Avec le vieillissement de la population et le développement des maladies chroniques, nos concitoyens doivent se rendre régulièrement chez leur médecin traitant ou chez un spécialiste.
C’est pourquoi nous devons favoriser le partage des tâches et regagner du temps médical. Nous proposons, dans cette perspective, de donner une définition claire des « équipes de soins primaires », en prévoyant un triptyque composé d’un médecin généraliste, d’un pharmacien et d’un infirmier libéral auquel viendraient s’ajouter, selon les besoins des patients, les autres auxiliaires médicaux.
Il est également nécessaire de fluidifier les parcours des professionnels de santé, en facilitant les exercices mixtes – c’est d’ailleurs ce que vous proposez, madame la ministre. Dans la continuité de vos propositions, nous voulons autoriser la pratique d’une activité libérale aux praticiens salariés à temps plein des Espic, les établissements de santé privés d’intérêt collectif.
Je soutiendrai tout amendement dont l’adoption aurait pour effet de permettre un meilleur partage des tâches, tout en restant très vigilante sur la nécessité de maintenir un haut niveau de qualité des soins. L’objectif n’est pas de déléguer à tout va – cela mettrait en danger à la fois les professionnels et les patients.

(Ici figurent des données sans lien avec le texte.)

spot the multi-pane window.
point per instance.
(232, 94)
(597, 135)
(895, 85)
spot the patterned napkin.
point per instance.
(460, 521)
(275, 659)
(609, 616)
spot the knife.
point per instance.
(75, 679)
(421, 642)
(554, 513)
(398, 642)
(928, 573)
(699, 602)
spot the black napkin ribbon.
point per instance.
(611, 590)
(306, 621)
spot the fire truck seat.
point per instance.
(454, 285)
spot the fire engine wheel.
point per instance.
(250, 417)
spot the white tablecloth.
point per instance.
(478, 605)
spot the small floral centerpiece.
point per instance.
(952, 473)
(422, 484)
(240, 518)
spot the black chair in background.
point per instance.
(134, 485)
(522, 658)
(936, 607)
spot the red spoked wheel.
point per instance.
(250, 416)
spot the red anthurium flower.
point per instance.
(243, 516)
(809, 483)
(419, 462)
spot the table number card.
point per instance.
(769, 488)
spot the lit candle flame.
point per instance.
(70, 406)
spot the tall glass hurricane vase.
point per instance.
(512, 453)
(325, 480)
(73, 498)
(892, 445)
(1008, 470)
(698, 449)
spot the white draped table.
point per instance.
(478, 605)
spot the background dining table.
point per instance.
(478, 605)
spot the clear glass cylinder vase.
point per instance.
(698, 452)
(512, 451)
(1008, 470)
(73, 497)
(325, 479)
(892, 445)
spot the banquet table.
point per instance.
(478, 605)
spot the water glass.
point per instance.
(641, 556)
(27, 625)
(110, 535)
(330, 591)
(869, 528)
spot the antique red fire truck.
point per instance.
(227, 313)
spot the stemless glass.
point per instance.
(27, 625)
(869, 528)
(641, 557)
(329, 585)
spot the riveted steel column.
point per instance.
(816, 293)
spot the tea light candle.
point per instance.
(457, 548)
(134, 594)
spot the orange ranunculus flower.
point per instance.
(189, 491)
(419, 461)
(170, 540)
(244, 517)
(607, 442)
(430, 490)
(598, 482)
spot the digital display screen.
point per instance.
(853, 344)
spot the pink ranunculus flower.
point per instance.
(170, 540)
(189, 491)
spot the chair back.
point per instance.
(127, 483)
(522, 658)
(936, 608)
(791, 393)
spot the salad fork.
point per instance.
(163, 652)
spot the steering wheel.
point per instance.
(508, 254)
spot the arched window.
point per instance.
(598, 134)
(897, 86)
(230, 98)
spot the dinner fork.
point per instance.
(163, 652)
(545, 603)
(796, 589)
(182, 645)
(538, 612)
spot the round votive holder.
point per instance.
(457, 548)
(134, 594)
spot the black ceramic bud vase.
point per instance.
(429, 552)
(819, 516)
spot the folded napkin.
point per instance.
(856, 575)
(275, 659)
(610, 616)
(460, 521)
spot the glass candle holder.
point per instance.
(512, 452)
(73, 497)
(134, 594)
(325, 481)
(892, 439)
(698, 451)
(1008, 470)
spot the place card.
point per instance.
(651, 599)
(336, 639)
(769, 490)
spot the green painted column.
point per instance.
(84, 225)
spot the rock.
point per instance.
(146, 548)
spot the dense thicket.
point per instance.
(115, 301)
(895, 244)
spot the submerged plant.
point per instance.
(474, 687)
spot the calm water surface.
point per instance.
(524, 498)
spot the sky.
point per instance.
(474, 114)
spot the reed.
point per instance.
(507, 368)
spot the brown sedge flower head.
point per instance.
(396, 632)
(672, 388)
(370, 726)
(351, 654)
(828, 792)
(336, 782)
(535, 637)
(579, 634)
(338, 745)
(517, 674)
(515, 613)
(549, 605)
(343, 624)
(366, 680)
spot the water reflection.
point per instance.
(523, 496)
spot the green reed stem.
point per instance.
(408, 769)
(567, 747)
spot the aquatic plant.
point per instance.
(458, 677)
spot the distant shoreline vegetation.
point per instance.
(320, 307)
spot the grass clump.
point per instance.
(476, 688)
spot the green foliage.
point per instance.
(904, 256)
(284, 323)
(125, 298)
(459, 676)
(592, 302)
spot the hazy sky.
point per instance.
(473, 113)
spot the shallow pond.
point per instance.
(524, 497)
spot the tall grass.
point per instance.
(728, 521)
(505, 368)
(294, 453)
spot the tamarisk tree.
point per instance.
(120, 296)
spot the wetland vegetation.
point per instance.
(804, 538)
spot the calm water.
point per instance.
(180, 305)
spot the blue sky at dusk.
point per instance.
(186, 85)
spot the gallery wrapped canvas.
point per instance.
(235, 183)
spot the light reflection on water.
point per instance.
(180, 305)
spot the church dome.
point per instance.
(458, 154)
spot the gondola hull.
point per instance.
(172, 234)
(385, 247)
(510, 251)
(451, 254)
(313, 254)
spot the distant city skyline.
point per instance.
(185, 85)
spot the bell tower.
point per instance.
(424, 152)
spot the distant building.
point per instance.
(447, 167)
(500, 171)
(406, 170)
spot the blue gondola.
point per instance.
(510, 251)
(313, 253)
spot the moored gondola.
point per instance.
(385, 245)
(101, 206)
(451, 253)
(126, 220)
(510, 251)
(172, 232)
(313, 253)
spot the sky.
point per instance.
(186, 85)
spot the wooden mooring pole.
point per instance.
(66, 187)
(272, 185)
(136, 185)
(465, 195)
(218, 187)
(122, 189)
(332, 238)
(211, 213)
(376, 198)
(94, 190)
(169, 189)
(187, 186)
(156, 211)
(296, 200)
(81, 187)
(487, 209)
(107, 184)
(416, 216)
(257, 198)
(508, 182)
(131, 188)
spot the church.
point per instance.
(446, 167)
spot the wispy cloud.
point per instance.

À ce stade de mon propos, je souhaite vous livrer un témoignage. Déléguée à l’accès aux soins avec le député Thomas Mesnier et le docteur Sophie Augros, j’ai pu mesurer, au cours de nos déplacements, combien le dialogue et l’accompagnement étaient nécessaires et essentiels. Expliquer les dispositifs, rencontrer les acteurs, relever les difficultés, comprendre les enjeux liés à chaque territoire, mettre du lien entre institutions et professionnels : autant d’actions qui mériteraient une véritable structuration. Or, sur les territoires, la déclinaison des mesures est perfectible. Nos concitoyens, les élus et les professionnels eux-mêmes ont besoin de mesurer les effets de la politique nationale.
Il convient de communiquer au plus près du terrain pour fédérer tous les acteurs. Je pense toutefois qu’un effort de simplification et de clarification est nécessaire et permettra une meilleure adhésion. Je suis persuadée par ailleurs que les élus locaux ont un grand rôle à jouer – vous l’avez dit, madame la ministre –, à la condition qu’ils maîtrisent pleinement l’ensemble des dispositifs.
Si ce projet de loi suscite globalement l’enthousiasme des Français, d’après un sondage publié aujourd’hui par un grand quotidien national, ceux-ci demandent aussi des mesures coercitives. Cette option est relayée par certains parlementaires, y compris de mon groupe ; à titre personnel, je n’y suis pas favorable. Car, pour pouvoir répartir, encore faut-il disposer du nombre de professionnels suffisant. Or, ce nombre, actuellement, fait défaut, s’agissant en particulier des médecins généralistes. Je me contenterai de citer un chiffre : en 2010, ces derniers étaient plus de 94 000 ; en 2019, ils ne sont plus que 87 000.
Dessiner le paysage de demain, en matière de santé, est indispensable ; quant à vos ambitions, madame la ministre, nous les partageons toutes, tous autant que nous sommes. Mais je crois beaucoup, au-delà d’un projet de loi, à la pédagogie et au partage des responsabilités pour engager une véritable dynamique. La santé est un sujet universel qui devrait nous unir, pour le bien de nos concitoyens.